Tríptico del alma (2)
Roma
Ahora
estás solo en Roma. Alguien[1]
te ha ido a buscar. No sabes por qué te lleva a la Pineta Sacchetti, quizá para la cena. Habla, aunque no lo entiendes
ya, tantas son tus sensaciones. Por fin, te deja en el Colegio Pío Latino americano
de la Piazza Madonna dei Monti.
Entras ese sábado a la noche en el sombrío edificio de 1600 que perteneció a
los ucranios. Te asignan un cuarto minúsculo, en donde hay una cama, una mesa
pequeña, un roperito, una pileta y una silla. También se luce una ventana
grande de color verde. Miras hacia afuera y cierras enseguida porque ya han
comenzado los vientos otoñales. Sientes una angustia desconocida. Ordenas tus
cosas y, al fin, rendido, te quedas dormido. Te despierta un sonido de agua que
corre. En tu letargo piensas que dejaste abierto el grifo la noche entera. Te
yergues para cerrarlo, aunque no es la canilla la causante del rumor.

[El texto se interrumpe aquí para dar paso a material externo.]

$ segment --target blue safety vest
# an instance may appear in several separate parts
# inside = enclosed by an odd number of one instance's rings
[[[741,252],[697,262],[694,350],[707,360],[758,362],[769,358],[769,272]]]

Abres la
ventana. Son las seis de la mañana. Ves a tus itálicos vecinos lavando sus
autos con las aguas de la fontanina
que fluye sin cesar en la Piazza. Cantan, silban o hablan sin parar como las
mujeres solas en la cocina de donde han huido los varones. Después te enteras
de que las piazze de Italia son sólo
espacios abiertos entre calles en los cuales suele haber un manantial de agua. Y
regresas a ti: “Cada día una sorpresa. Me tapo bien y sigo soñando un poco más.
Total es domingo.”
Por primera
vez desde 1960 no tienes el deber de levantarte rápido. Y sueñas con el Agnus Dei cantado por Marga Höffgen en
el teatro Colón. Y tu alma asciende. Estás en la Roma inmortal.